Kei considers him for a moment.
“No,” he finally says. “I wouldn’t be.”
Hinata gives a loud sigh of relief and beams.
And then he’s walking nearer.
Kei takes a step back. “What are you doing?”
“Giving you a hug,” he replies, stretching out his arms. “Come on, don’t be a stranger!”
“Get away from me,” Kei commands, backing away more and more until his hip suddenly presses up against the volleyball cart behind him. Reaching back, he grabs a ball and shoves it at Hinata. By pure instinct, Hinata retracts his arms and catches it in his hands, giving Kei enough time to slip away.
He runs back to retrieve his water bottle and hurries out the exit.

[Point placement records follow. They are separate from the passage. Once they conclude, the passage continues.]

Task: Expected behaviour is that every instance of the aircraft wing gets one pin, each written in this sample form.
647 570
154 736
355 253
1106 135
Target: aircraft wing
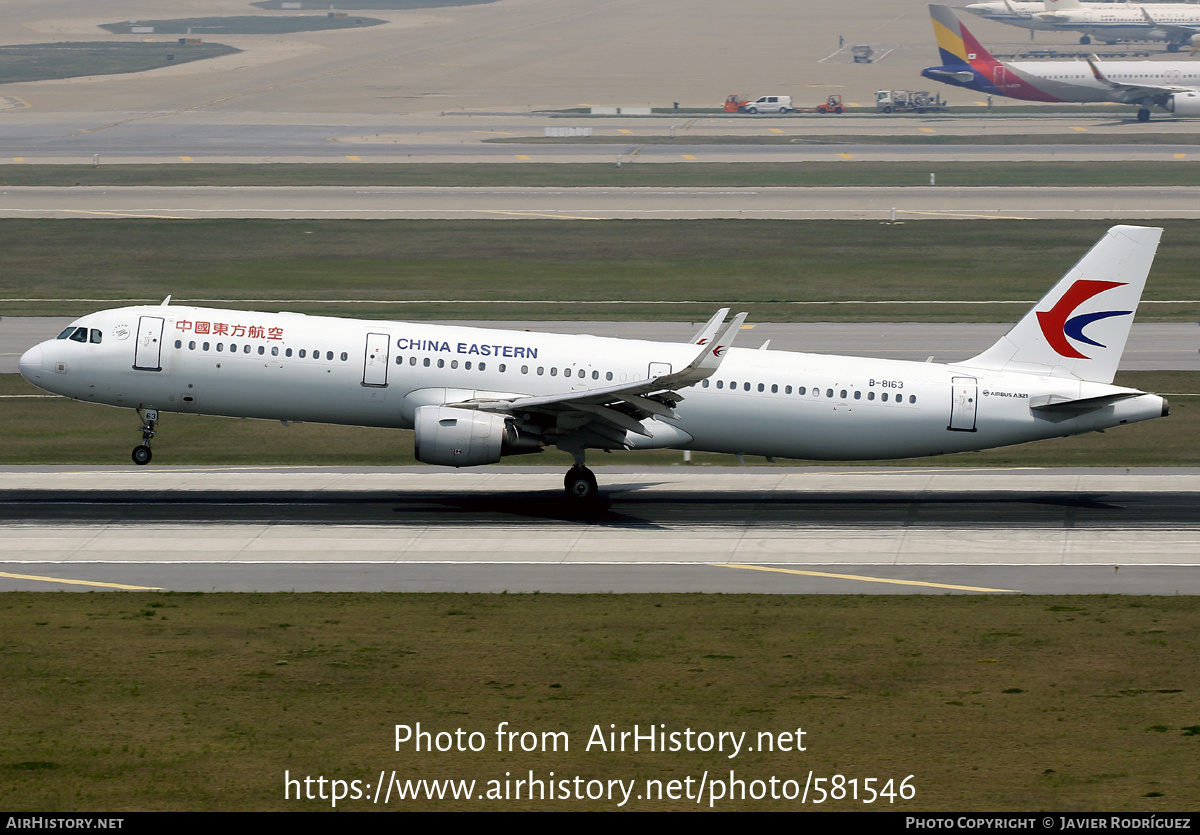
1135 92
625 406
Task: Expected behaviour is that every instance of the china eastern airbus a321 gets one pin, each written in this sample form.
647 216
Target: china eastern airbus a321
473 396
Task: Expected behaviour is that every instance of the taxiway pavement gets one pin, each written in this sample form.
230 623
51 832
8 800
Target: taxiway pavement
672 529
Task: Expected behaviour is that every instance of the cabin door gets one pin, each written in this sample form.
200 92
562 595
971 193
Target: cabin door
148 348
375 360
964 404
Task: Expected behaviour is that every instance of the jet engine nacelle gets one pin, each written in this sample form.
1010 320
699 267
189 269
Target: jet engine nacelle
1185 103
451 437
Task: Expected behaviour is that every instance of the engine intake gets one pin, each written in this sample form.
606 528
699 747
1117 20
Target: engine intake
451 437
1185 103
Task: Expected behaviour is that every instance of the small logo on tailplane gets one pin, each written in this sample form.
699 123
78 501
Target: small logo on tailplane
1057 323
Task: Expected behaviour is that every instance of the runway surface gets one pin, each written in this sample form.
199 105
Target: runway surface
215 137
580 204
671 529
1156 346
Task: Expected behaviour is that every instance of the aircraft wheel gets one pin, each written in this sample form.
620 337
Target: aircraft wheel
581 484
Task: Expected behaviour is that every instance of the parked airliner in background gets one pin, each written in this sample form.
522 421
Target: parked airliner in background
1173 85
1014 13
474 395
1175 23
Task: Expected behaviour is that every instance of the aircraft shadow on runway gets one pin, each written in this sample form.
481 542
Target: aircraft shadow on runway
628 505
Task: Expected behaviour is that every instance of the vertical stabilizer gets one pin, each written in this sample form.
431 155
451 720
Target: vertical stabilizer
955 43
1079 329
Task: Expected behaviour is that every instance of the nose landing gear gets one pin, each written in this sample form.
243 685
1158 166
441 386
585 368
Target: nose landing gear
142 452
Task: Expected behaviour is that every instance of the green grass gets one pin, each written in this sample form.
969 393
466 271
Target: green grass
59 431
121 702
833 173
246 24
762 266
39 61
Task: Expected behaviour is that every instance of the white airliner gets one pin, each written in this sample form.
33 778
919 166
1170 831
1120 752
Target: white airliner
1176 23
1173 85
475 395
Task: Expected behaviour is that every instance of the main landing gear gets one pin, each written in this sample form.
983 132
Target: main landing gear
581 484
142 452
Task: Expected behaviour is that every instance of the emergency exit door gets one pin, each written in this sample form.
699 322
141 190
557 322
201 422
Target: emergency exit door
375 360
964 403
148 348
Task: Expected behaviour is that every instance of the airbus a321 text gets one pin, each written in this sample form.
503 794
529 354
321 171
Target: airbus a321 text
473 395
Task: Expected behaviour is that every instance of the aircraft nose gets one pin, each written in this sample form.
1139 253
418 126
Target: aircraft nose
30 365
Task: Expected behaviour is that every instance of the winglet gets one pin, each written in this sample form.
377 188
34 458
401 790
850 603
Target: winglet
708 360
709 330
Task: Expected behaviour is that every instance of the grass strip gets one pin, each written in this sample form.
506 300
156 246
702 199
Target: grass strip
837 172
147 701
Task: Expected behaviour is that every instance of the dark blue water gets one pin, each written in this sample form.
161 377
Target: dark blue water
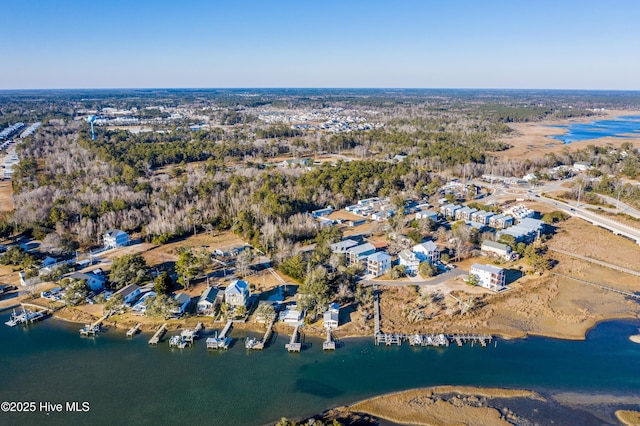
127 382
621 127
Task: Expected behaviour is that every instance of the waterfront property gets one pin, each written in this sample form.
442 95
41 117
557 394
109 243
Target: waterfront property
410 261
495 248
427 251
208 301
114 238
378 263
330 319
237 293
129 294
489 276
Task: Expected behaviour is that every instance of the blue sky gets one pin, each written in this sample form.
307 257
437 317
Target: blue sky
431 44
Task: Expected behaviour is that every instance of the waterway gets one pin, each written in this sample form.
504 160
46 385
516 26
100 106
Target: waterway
125 381
620 127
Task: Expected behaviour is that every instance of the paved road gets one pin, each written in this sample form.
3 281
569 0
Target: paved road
455 272
613 226
597 262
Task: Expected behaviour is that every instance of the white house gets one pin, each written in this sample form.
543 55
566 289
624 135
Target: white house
378 263
331 317
291 315
129 294
427 214
208 301
428 251
183 300
115 238
410 261
237 293
94 281
489 276
493 247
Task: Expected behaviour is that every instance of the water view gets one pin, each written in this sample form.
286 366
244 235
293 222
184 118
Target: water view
127 382
621 127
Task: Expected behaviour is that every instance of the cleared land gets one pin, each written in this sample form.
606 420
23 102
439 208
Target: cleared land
530 139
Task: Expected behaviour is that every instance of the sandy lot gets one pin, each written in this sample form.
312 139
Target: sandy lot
445 405
6 196
530 139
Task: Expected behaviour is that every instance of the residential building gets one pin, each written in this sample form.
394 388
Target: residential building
341 247
427 214
465 213
208 300
129 294
331 317
94 281
450 210
493 247
427 251
183 300
378 263
500 221
357 254
410 261
114 238
489 276
237 293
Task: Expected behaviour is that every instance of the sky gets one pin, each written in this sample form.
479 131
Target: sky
518 44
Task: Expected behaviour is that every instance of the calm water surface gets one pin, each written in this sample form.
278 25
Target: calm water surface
621 127
127 382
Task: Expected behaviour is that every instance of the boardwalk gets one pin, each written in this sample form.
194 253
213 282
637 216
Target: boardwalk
442 339
134 330
329 344
156 337
294 345
220 341
604 287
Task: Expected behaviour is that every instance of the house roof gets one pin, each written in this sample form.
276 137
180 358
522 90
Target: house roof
237 287
362 248
427 246
495 245
125 291
182 298
486 268
114 233
343 245
408 255
209 294
380 256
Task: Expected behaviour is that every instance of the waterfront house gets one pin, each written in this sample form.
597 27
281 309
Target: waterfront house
378 263
129 294
237 293
208 301
427 251
410 261
341 247
427 214
493 247
94 281
183 300
357 254
114 238
489 276
331 317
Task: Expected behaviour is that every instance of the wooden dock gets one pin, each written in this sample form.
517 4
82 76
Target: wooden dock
329 344
260 344
220 341
156 337
133 331
294 345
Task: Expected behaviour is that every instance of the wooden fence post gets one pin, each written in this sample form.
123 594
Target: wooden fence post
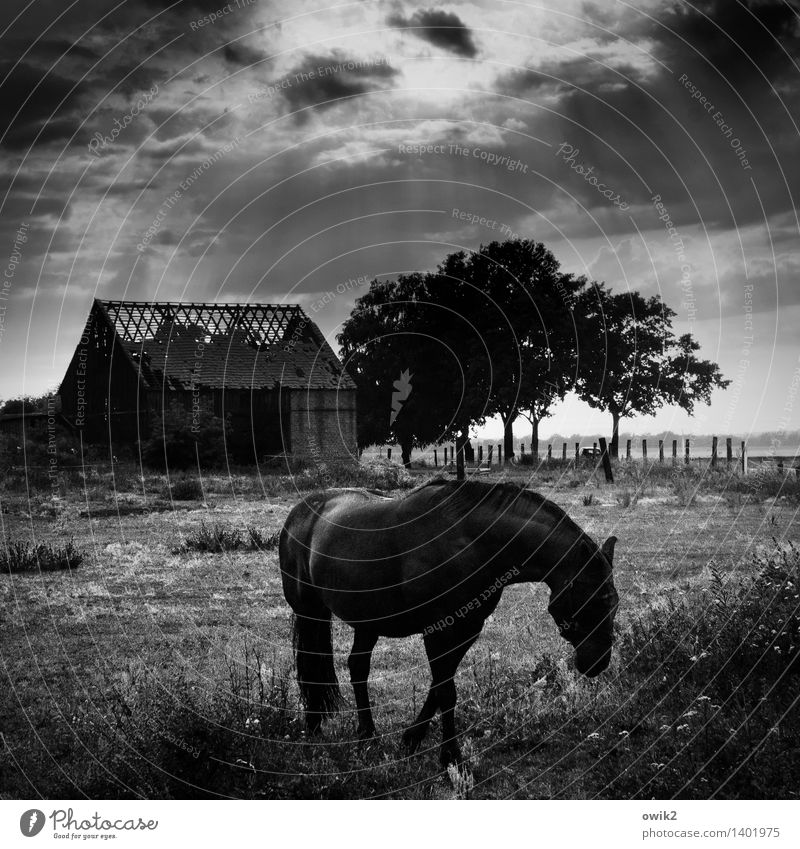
606 460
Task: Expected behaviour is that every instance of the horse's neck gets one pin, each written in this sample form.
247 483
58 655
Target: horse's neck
544 557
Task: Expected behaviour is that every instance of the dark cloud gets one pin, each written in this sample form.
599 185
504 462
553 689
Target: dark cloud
440 28
36 102
321 81
236 53
640 124
734 38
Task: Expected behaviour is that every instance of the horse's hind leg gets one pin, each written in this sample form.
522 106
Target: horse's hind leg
359 662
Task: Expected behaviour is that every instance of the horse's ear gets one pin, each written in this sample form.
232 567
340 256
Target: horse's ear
608 548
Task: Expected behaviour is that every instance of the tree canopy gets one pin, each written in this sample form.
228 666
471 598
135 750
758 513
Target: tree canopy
503 331
630 361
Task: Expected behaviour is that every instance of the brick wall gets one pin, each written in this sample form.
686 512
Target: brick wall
323 423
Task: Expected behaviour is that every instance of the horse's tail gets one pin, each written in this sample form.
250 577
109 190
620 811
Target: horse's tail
319 687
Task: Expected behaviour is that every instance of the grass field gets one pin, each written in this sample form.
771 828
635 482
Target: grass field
146 672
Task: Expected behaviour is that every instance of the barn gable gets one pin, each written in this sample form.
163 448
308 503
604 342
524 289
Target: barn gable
266 368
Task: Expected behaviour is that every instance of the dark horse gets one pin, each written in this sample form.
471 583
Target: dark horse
433 563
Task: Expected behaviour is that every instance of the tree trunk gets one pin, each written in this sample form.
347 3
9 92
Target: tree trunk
406 445
534 436
508 436
614 447
461 441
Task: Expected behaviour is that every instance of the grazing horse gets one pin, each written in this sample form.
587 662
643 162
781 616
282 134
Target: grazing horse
435 563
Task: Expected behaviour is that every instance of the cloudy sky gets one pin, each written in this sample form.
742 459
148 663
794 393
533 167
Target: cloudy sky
265 151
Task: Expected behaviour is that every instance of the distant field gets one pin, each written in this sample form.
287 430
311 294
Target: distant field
137 625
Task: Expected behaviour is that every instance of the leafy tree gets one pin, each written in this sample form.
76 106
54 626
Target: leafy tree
522 307
631 362
399 328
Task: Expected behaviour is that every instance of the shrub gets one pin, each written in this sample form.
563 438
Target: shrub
184 489
217 540
373 474
685 483
625 499
23 557
182 438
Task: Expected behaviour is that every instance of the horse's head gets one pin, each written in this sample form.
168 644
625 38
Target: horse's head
583 603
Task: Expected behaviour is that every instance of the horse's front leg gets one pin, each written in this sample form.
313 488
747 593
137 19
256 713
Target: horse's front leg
415 733
445 650
359 662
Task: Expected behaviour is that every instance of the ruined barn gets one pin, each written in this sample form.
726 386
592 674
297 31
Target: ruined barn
265 369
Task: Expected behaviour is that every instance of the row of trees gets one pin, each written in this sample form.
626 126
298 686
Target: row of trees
503 331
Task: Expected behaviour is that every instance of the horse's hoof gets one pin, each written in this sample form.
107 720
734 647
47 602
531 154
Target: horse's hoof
365 735
412 739
450 755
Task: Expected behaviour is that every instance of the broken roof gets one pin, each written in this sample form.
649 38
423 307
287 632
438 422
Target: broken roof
182 346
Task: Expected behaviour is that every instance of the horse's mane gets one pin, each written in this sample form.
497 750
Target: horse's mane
506 497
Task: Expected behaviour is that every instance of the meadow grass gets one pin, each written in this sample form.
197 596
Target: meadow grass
160 674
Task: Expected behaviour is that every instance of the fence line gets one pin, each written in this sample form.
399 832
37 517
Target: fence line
485 456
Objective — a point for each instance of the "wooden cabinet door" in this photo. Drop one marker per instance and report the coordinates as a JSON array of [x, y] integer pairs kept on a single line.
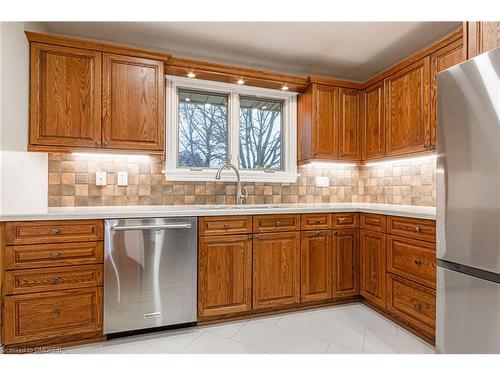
[[482, 37], [325, 133], [348, 125], [407, 96], [442, 59], [224, 275], [276, 269], [65, 96], [372, 122], [133, 103], [316, 261], [345, 263], [373, 267]]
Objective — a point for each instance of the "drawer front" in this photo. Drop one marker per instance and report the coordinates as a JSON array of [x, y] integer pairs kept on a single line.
[[276, 223], [372, 222], [51, 279], [346, 221], [413, 228], [315, 221], [39, 316], [412, 302], [53, 255], [415, 260], [37, 232], [216, 226]]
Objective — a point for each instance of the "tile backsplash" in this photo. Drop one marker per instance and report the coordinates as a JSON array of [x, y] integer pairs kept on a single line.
[[72, 183]]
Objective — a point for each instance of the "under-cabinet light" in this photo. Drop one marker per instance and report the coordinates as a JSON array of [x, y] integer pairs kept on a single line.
[[402, 160], [89, 155]]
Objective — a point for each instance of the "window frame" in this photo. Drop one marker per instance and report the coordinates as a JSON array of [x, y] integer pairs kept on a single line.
[[233, 91]]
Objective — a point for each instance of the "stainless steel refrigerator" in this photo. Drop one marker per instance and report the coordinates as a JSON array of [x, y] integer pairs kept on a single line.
[[468, 207]]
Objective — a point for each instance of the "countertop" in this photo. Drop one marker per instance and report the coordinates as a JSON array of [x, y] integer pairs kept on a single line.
[[114, 212]]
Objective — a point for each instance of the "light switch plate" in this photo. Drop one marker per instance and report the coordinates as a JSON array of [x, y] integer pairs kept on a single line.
[[100, 178], [122, 178], [322, 181]]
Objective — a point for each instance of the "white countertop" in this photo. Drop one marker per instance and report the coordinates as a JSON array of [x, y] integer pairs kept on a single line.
[[114, 212]]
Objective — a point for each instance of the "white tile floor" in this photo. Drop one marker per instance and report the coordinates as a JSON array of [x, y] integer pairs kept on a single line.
[[344, 329]]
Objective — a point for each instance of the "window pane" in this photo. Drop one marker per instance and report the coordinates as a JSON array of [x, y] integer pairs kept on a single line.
[[260, 133], [202, 129]]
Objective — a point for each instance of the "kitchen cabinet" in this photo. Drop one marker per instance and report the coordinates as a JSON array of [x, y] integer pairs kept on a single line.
[[65, 96], [316, 265], [132, 103], [349, 125], [407, 109], [373, 267], [276, 269], [373, 122], [224, 275], [444, 58], [345, 263], [82, 98], [481, 37]]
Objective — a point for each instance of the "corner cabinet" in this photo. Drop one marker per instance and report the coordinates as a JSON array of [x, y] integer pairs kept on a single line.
[[82, 98], [407, 105]]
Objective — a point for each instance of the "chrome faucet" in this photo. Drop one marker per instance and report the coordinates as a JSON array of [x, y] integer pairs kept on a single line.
[[241, 192]]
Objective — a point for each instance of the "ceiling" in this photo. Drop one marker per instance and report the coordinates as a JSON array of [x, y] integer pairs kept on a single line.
[[348, 50]]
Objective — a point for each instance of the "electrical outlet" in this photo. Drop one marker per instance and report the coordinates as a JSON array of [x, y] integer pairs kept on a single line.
[[322, 181], [100, 178], [122, 178]]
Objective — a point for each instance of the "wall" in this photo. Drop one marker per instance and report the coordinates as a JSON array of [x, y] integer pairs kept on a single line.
[[23, 175], [72, 183]]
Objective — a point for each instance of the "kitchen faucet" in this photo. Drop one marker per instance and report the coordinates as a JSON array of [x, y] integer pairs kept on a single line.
[[241, 192]]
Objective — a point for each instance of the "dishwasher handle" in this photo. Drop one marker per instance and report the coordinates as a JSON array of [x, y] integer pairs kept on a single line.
[[152, 227]]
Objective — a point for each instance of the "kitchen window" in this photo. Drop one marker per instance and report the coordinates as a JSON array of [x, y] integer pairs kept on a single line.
[[212, 123]]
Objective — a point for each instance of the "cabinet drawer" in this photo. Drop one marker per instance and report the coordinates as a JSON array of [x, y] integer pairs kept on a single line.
[[346, 221], [39, 316], [276, 223], [217, 225], [413, 228], [50, 279], [412, 302], [372, 222], [315, 221], [53, 255], [415, 260], [34, 232]]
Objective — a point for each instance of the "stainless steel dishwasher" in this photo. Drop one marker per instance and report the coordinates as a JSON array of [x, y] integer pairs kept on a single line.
[[149, 273]]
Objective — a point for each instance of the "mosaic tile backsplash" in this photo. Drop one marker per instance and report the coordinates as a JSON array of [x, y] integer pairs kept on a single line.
[[72, 183]]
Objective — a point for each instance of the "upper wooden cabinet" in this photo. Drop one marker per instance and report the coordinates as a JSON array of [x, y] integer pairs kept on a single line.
[[372, 122], [65, 96], [481, 37], [132, 103], [84, 98], [407, 99], [328, 124]]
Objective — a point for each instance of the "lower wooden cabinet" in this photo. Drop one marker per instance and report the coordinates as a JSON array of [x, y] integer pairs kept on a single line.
[[413, 303], [373, 267], [224, 275], [316, 262], [276, 269], [345, 263], [41, 316]]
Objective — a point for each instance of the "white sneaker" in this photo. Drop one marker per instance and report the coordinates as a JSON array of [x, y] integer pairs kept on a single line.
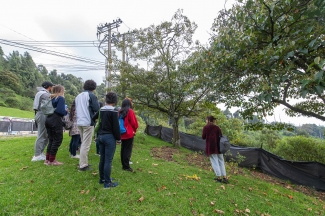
[[38, 158], [76, 156]]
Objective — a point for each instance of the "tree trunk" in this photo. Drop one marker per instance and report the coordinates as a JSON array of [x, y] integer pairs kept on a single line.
[[176, 139]]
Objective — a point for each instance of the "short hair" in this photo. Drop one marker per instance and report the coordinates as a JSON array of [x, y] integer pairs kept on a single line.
[[111, 98], [90, 85], [211, 118], [57, 90]]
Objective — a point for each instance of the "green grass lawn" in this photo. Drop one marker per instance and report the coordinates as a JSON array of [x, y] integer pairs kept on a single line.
[[12, 112], [158, 187]]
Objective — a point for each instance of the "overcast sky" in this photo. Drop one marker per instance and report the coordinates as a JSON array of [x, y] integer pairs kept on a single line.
[[77, 20]]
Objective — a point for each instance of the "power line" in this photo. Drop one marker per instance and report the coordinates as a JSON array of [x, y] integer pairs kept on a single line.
[[50, 52]]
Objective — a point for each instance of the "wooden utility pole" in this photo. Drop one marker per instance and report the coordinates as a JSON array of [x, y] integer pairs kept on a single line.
[[106, 29]]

“Oi! Tsukishima!!” Hinata calls out after him, one hand clinging onto the doorframe. “You’re supposed to help me clean up! I told Inihara we would!”
Kei stops in his tracks and turns his head just enough to glance back at him. “I never said I agreed to it.”
“Mean!” Hinata cries out as Kei turns back around and keeps on walking. “You’re leaving me alone?! So unfair!! Stingyshima! Unfair-shima! Mean-jerkface-and-selfish-shima!”
Kei gives a final wave of his hand and continues on the path towards the showers, a small, barely visible smile spreading across his face.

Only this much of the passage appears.